She has a stock answer for it now. American news anchor Cynthia McFadden recently questioned Madonna about the uncanny resemblance between her 1989 hit Express Yourself and Lady Gaga’s Born This Way. What did she think of the comparison – indeed, the general opinion sweeping the planet that Gaga has taken her place? Madge fixed her with a frosty glare. “I think it’s . . . reductive.” What do you mean? “Look it up.” It must be tiresome, navigating your way through a silly media-fuelled catfight, but that’s what they’re saying: Gaga is Queen of Pop and Madonna, usurped, must be put out to grass.
Last week the first single from her new album MDNA, Give Me All Your Luvin’ – a cheer-leader anthem pre-tooled for the No 1 slot, featuring hot girl-rappers MIA and Nicki Minaj – entered the UK charts at No 37 and fell away quickly, the lowest performance of any of her 75 singles since 1982. Madonna’s made some odd choices in the past decade ever since that kiss with Britney Spears. Collaborations with younger artists seem under-confident, while the rush to incorporate new urban production values looked like a woman running to keep up. Then her directorial debut, W.E., became a cult phenomenon the moment the trailer hit YouTube – because it looked so awful. All this, from the toughest pop star and businesswoman the world has ever known?
Madonna, like Blackadder’s Queenie, has the body of a weak and feeble woman and the heart and stomach of a concrete elephant. Her commercial and artistic decisions have generally been flawless. She was the first MTV star and exploited the video age with a kaleidoscopic rotation of new “selves”, each one so expertly crafted we never wanted to know who the real person was. From Catholic ingénue to Mario Testino model, Erotica porn star to Eva Perón, Kabbalah-scented cowgirl to 1970s disco diva – these were much more than costume changes. Each persona took root for a couple of years; they were Madonna. In that respect she is unique – for that magical limbo she occupied between being and seeming.

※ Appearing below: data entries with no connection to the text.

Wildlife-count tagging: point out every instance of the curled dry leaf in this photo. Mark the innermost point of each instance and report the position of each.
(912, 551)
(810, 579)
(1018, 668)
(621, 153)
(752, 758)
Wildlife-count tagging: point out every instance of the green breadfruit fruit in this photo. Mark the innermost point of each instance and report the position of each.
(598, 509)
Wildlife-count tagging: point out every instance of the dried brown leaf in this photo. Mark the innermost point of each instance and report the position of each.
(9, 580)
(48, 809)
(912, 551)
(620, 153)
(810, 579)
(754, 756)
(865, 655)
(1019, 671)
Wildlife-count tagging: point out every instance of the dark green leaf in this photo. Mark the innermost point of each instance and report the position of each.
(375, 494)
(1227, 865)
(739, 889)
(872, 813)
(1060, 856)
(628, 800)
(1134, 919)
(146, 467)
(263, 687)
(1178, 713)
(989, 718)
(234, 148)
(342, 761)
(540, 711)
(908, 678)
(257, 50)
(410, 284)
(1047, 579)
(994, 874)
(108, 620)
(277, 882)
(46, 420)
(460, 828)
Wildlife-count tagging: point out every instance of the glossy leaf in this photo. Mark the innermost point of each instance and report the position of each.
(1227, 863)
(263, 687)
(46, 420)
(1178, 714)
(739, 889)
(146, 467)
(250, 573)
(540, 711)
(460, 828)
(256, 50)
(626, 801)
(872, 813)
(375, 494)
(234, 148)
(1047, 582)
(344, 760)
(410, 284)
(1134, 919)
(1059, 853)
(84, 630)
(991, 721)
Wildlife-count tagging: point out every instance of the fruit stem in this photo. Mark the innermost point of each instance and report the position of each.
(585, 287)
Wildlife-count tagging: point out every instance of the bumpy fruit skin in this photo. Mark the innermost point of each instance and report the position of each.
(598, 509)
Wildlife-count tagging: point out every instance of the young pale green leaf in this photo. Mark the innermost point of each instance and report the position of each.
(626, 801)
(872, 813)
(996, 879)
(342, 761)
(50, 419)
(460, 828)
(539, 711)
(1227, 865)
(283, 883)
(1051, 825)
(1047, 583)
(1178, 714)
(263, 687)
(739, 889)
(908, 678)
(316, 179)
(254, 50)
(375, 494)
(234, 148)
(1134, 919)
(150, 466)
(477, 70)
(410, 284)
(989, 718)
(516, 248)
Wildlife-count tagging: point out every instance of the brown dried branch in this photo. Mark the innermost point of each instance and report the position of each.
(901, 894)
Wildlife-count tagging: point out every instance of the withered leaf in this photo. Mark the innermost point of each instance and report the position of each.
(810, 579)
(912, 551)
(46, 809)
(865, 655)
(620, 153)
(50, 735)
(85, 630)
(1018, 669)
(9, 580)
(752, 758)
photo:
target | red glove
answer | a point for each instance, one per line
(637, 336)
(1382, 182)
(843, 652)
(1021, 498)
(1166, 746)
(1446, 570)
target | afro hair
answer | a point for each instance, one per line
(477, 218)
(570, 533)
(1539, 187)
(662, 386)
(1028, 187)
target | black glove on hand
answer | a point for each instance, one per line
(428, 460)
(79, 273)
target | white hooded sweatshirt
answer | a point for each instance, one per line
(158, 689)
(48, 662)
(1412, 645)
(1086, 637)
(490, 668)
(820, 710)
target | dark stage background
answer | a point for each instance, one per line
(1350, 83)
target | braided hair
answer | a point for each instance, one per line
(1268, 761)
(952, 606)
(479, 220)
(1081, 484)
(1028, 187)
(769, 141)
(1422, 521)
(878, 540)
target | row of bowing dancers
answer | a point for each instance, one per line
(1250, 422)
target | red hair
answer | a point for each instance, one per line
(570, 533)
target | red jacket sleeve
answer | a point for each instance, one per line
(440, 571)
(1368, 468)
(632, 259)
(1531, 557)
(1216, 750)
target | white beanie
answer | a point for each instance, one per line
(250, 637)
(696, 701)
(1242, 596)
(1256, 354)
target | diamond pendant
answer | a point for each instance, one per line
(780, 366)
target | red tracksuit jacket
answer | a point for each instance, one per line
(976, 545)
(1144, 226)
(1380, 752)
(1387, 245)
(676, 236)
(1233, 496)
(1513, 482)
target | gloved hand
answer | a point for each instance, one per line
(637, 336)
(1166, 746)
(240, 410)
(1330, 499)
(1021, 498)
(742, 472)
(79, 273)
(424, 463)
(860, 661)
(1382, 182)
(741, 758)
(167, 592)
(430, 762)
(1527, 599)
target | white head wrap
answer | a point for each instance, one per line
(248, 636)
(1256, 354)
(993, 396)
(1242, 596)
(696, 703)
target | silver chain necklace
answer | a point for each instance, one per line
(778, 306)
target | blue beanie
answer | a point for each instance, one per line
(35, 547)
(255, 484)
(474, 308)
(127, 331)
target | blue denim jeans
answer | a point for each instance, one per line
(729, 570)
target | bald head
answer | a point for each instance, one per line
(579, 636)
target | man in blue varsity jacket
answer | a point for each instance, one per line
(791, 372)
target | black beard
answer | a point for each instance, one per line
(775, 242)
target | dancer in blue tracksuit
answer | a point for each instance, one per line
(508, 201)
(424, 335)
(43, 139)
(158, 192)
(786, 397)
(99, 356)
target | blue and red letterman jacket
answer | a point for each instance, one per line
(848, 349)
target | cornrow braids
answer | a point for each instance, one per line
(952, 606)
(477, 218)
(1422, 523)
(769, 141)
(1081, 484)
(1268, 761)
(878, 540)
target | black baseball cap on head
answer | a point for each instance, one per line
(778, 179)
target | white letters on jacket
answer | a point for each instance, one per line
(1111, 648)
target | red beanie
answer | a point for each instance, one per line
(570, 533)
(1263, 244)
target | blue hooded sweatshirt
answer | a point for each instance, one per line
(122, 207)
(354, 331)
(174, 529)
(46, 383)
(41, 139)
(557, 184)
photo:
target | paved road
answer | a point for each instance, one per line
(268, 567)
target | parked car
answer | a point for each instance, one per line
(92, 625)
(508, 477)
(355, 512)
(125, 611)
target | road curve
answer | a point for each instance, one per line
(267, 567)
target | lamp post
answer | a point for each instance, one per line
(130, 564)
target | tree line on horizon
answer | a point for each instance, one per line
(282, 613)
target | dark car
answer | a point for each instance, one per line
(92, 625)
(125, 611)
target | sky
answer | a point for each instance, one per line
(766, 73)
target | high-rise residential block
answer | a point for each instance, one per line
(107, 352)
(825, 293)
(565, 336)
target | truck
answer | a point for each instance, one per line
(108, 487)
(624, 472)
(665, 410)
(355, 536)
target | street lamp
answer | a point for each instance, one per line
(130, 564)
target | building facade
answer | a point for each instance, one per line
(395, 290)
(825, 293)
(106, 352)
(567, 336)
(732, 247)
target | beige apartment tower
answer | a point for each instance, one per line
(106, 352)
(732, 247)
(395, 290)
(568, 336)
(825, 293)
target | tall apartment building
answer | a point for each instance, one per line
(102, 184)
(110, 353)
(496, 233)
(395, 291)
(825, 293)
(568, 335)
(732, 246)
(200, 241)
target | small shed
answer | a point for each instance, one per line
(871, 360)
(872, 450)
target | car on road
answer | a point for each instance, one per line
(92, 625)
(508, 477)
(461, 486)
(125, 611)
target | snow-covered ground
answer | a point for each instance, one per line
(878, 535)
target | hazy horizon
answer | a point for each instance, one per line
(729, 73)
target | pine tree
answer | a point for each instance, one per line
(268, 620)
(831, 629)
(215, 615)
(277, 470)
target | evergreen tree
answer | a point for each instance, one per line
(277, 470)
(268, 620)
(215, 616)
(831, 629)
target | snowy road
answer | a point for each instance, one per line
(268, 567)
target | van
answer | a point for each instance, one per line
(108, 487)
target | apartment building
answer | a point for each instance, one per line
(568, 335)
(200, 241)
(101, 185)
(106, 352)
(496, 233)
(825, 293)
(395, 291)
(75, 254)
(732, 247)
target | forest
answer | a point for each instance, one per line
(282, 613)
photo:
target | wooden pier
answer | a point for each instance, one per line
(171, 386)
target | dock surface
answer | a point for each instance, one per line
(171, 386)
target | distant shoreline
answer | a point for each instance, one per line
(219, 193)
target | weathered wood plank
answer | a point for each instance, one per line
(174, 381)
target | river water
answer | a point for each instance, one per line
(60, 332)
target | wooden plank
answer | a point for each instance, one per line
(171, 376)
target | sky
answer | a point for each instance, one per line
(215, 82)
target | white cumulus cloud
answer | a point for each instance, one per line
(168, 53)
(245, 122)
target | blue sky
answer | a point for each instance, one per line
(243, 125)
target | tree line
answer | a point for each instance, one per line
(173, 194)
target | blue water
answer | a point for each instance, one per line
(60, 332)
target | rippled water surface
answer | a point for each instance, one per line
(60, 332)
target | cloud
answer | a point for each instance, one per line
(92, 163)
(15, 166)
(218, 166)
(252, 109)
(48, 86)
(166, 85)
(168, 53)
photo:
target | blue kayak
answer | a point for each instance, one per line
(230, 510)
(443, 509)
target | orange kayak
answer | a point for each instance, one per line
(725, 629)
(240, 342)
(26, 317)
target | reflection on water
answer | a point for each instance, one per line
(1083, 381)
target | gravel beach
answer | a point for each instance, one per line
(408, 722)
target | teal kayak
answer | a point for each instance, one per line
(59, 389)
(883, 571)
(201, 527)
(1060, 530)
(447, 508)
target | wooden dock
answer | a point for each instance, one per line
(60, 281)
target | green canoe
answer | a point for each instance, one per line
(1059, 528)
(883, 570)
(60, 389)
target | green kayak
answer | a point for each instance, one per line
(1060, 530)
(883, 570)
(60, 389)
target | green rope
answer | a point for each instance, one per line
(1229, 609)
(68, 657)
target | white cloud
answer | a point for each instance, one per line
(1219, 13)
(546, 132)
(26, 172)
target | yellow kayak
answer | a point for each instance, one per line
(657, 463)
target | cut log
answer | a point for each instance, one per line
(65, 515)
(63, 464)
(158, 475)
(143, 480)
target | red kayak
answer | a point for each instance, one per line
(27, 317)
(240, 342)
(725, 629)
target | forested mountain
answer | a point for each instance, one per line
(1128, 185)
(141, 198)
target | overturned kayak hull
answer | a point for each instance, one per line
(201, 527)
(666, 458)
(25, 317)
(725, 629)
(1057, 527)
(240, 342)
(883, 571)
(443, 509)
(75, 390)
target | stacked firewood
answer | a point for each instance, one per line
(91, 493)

You can’t say the same for Gaga. Her platform is the two-hour stage show – she’s a performance piece, mistress of the dressing-up box. We get commentary from her and warmth; she’s empathetic towards her “little monsters” in the crowd and adrift in the world she’s created, offering herself up in the service of “her art”. You wouldn’t want to hear Madonna talk about “her art” any more than you’d want Gaga to talk about her music. She is pure, first-generation pop – one of the 1980s machines, like Michael Jackson, whose vast live shows were just part of the job. The question is not whether she has been “replaced” by a younger model – but whether she’s allowed to be a pop star at all aged 53.
This is the feeling stirred by MDNA, whose title embraces pop’s transient nature (punning on the clubbers’ drug du jour, it’ll sound gloriously out of date in ten years’ time). The first half of the songs were produced by French and Italian electro-house DJs, the other half given to the composer/producer William Orbit, who shaped Madonna’s dazzling Ray Of Light album in 1998. Spoken word rings out on the opening track, Girls Gone Wild, over a blasting rave backdrop: “girls say just wanna have some fun/get fired up like a smoking gun”. Gang Bang is even more defiantly dumb (“I shot you dead/in the head”) and on Turn Up the Radio (“I just want to get in my car”) she sounds as young and daft as she did on Holiday.
These songs are built for the dance floor but their determined superficiality is strangely alienating coming from the mouth of someone with such a terrific story to tell. You’re never going to get a confessional from Madonna but there has been a humanity in some of her musical faces, and here it’s found in the William Orbit tracks – Masterpiece, from W.E. (it won a Golden Globe) and I’m A Sinner, which features the same sweet, psychedelic guitar he used on Ray Of Light, its chorus gospel-infused, its lyrics all about saints. Orbit’s analogue instruments make Madonna’s voice more lustrous. She sounds appealingly eccentric around him too, cataloguing the woes of marriage on Love Spent (“Frankly if my name was Benjamin, we wouldn’t be in the mess we’re in.”).
Falling Free, the closing track, is a rather magical, bucolic meditation, bubbling away on a bed of strings and harp. “When I move a certain way, I feel an ache I’ve kept at bay . . .” She would do well to sing lines like that more often – it’s one persona we’ve never been allowed to see. We’re living in the age of the emotional pop star now and perhaps, in this respect, Madonna is behind the times.
None of the Orbit songs are up for singles so far – it’s the chilly, adolescent dance-floor numbers instead. This is significant. Perhaps Madonna is fighting for something, after all. The point is, she doesn’t need to.